Monday 4 February 2013

Grace and Effort



1 Corinthians 15:10
But by the grace of God I am what I am, and his grace to me was not without effect. No, I worked harder than all of them—yet not I, but the grace of God that was with me.
As a young pastor, I was approached by older congregants who let me know that when I said the Christian life involved ‘effort’, that they felt that I did not understand the ‘Grace Message’.  They looked at me reproachfully as some sort of ‘legalist’, and suggested that perhaps, someday, I might see the light, as they. In response,  I spent a considerable amount of time trying to understand what this ‘Grace Message’ might be, only to conclude that it involved separating “Grace” from “Truth” , lifting the word out of any context it might find itself in scripture, and simply  making it a synonym of “permission”.

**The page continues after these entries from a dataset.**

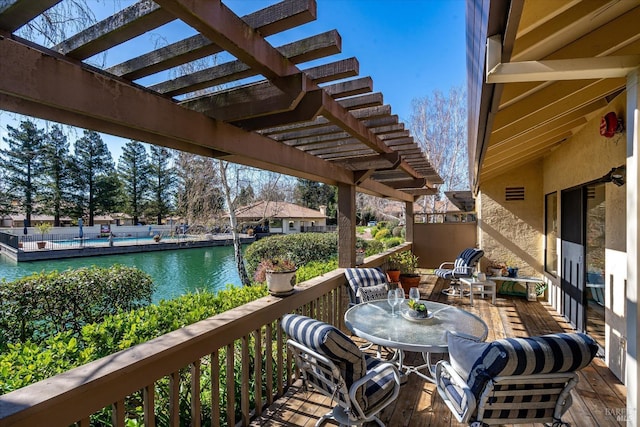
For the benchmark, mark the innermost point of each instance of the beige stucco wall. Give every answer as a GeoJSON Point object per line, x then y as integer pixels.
{"type": "Point", "coordinates": [584, 158]}
{"type": "Point", "coordinates": [511, 232]}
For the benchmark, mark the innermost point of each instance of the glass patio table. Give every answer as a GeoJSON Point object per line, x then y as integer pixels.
{"type": "Point", "coordinates": [373, 322]}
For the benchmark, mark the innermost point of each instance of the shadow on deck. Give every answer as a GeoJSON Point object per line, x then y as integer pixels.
{"type": "Point", "coordinates": [598, 400]}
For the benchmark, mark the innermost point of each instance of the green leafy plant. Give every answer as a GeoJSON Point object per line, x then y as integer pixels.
{"type": "Point", "coordinates": [405, 261]}
{"type": "Point", "coordinates": [275, 265]}
{"type": "Point", "coordinates": [417, 306]}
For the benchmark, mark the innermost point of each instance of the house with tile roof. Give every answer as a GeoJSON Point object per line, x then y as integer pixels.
{"type": "Point", "coordinates": [282, 217]}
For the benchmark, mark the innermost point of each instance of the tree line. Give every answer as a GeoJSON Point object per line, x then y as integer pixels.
{"type": "Point", "coordinates": [41, 174]}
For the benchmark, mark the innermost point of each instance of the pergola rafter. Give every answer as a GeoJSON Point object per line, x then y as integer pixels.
{"type": "Point", "coordinates": [322, 122]}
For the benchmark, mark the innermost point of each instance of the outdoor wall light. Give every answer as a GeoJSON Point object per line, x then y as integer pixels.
{"type": "Point", "coordinates": [611, 125]}
{"type": "Point", "coordinates": [616, 175]}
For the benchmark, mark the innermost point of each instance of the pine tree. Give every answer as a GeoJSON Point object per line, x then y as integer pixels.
{"type": "Point", "coordinates": [93, 164]}
{"type": "Point", "coordinates": [55, 194]}
{"type": "Point", "coordinates": [161, 183]}
{"type": "Point", "coordinates": [133, 170]}
{"type": "Point", "coordinates": [22, 163]}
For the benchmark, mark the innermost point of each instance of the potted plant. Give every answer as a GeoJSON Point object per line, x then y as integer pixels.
{"type": "Point", "coordinates": [393, 269]}
{"type": "Point", "coordinates": [408, 264]}
{"type": "Point", "coordinates": [279, 273]}
{"type": "Point", "coordinates": [43, 228]}
{"type": "Point", "coordinates": [417, 309]}
{"type": "Point", "coordinates": [496, 269]}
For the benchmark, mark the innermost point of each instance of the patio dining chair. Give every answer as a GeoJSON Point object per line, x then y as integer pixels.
{"type": "Point", "coordinates": [513, 380]}
{"type": "Point", "coordinates": [360, 385]}
{"type": "Point", "coordinates": [463, 266]}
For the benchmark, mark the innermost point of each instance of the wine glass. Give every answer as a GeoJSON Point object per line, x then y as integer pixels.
{"type": "Point", "coordinates": [392, 299]}
{"type": "Point", "coordinates": [414, 294]}
{"type": "Point", "coordinates": [400, 293]}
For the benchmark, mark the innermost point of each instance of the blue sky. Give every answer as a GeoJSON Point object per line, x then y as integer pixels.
{"type": "Point", "coordinates": [408, 47]}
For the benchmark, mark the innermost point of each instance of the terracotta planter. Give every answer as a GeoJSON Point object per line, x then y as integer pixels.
{"type": "Point", "coordinates": [281, 283]}
{"type": "Point", "coordinates": [393, 276]}
{"type": "Point", "coordinates": [409, 281]}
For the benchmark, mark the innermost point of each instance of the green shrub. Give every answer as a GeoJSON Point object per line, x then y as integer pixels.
{"type": "Point", "coordinates": [393, 241]}
{"type": "Point", "coordinates": [382, 234]}
{"type": "Point", "coordinates": [315, 269]}
{"type": "Point", "coordinates": [372, 247]}
{"type": "Point", "coordinates": [44, 304]}
{"type": "Point", "coordinates": [301, 248]}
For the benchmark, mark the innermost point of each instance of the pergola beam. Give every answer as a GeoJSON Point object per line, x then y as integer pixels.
{"type": "Point", "coordinates": [313, 47]}
{"type": "Point", "coordinates": [16, 13]}
{"type": "Point", "coordinates": [268, 21]}
{"type": "Point", "coordinates": [96, 101]}
{"type": "Point", "coordinates": [128, 23]}
{"type": "Point", "coordinates": [216, 22]}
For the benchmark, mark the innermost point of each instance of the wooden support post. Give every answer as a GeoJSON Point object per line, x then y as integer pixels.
{"type": "Point", "coordinates": [633, 246]}
{"type": "Point", "coordinates": [408, 221]}
{"type": "Point", "coordinates": [346, 225]}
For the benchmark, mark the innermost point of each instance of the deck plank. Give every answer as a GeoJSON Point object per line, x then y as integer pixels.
{"type": "Point", "coordinates": [597, 398]}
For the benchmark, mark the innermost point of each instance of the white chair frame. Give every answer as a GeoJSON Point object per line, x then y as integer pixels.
{"type": "Point", "coordinates": [347, 412]}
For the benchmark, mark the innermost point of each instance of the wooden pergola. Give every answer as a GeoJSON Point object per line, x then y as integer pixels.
{"type": "Point", "coordinates": [320, 123]}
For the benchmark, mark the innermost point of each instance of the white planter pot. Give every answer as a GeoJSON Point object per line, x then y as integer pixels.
{"type": "Point", "coordinates": [281, 283]}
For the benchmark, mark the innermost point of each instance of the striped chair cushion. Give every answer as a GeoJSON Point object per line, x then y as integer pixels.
{"type": "Point", "coordinates": [363, 277]}
{"type": "Point", "coordinates": [330, 342]}
{"type": "Point", "coordinates": [379, 388]}
{"type": "Point", "coordinates": [535, 355]}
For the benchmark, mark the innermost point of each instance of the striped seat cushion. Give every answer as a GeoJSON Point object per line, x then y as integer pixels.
{"type": "Point", "coordinates": [379, 388]}
{"type": "Point", "coordinates": [363, 277]}
{"type": "Point", "coordinates": [478, 363]}
{"type": "Point", "coordinates": [555, 353]}
{"type": "Point", "coordinates": [330, 342]}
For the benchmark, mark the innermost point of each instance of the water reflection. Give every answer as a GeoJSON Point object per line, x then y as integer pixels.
{"type": "Point", "coordinates": [174, 272]}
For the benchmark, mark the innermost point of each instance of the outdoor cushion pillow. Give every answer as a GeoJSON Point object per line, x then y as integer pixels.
{"type": "Point", "coordinates": [364, 277]}
{"type": "Point", "coordinates": [463, 353]}
{"type": "Point", "coordinates": [372, 293]}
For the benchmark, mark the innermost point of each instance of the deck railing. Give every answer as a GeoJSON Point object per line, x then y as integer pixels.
{"type": "Point", "coordinates": [245, 343]}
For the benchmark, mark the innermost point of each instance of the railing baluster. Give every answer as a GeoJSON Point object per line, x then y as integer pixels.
{"type": "Point", "coordinates": [269, 362]}
{"type": "Point", "coordinates": [231, 392]}
{"type": "Point", "coordinates": [117, 413]}
{"type": "Point", "coordinates": [196, 407]}
{"type": "Point", "coordinates": [244, 381]}
{"type": "Point", "coordinates": [174, 399]}
{"type": "Point", "coordinates": [215, 388]}
{"type": "Point", "coordinates": [281, 345]}
{"type": "Point", "coordinates": [257, 349]}
{"type": "Point", "coordinates": [148, 397]}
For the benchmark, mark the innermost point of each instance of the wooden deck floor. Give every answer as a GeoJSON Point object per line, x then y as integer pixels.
{"type": "Point", "coordinates": [597, 399]}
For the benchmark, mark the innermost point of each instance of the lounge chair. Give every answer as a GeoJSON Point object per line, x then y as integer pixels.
{"type": "Point", "coordinates": [463, 266]}
{"type": "Point", "coordinates": [513, 380]}
{"type": "Point", "coordinates": [360, 385]}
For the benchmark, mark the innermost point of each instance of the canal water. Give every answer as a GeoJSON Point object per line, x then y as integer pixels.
{"type": "Point", "coordinates": [174, 273]}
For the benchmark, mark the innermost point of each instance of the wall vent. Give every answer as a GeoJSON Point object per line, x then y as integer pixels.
{"type": "Point", "coordinates": [513, 193]}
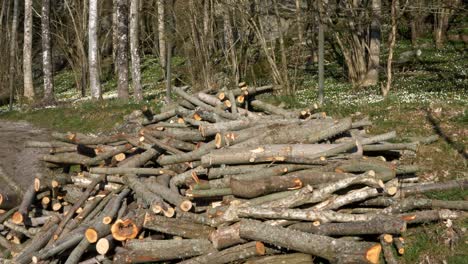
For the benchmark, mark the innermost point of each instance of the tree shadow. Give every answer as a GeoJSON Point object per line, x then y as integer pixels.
{"type": "Point", "coordinates": [437, 129]}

This isn’t the only time I encountered imbalanced teaching on grace. It has been a recurring theme….as it was in the generation of Dietrich Bonhoeffer  
Cheap grace is the grace we bestow on ourselves. Cheap grace is the preaching of forgiveness without requiring repentance, baptism without church discipline, Communion without confession.... Cheap grace is grace without discipleship, grace without the cross, grace without Jesus Christ, living and incarnate.”
Dietrich Bonhoeffer, The Cost of Discipleship
A rule of thumb in Biblical study is to allow the context of the word to inform what it means in that context.  Given that, let’s consider what the apostle is saying, here, in our quoted scripture ( 1 Cor 15:10), which is representative of several other texts.
But by the grace of God I am what I am, and his grace to me was not without effect. No, I worked harder than all of them—yet not I, but the grace of God that was with me.
·         He owes who He is to grace.  He is what he is, by grace.
·         This grace is effectual.
·         It caused him to worker harder than everyone.
·         In fact, he would not even say that it was he that worked, but instead the grace of God that was with him.
Let’s be clear. Effort can never produce grace.  Grace is not contingent upon my effort. However, my effort is a consequence of grace. Grace makes effort possible.
Why do I write this?
Well,  by nature we tend to spiritual passivity. You know we do.  If we are honest, we know it is an ongoing battle. If we have a view of grace that justifies our passivity, we are dead in the water. Any view of grace that leads to spiritual passivity needs to be challenged. We need a robust view of His grace which is “ not without effect”.  This is grace that transforms and empowers. It is  grace that releases and enables us to do what we could otherwise never do. This is God’s grace.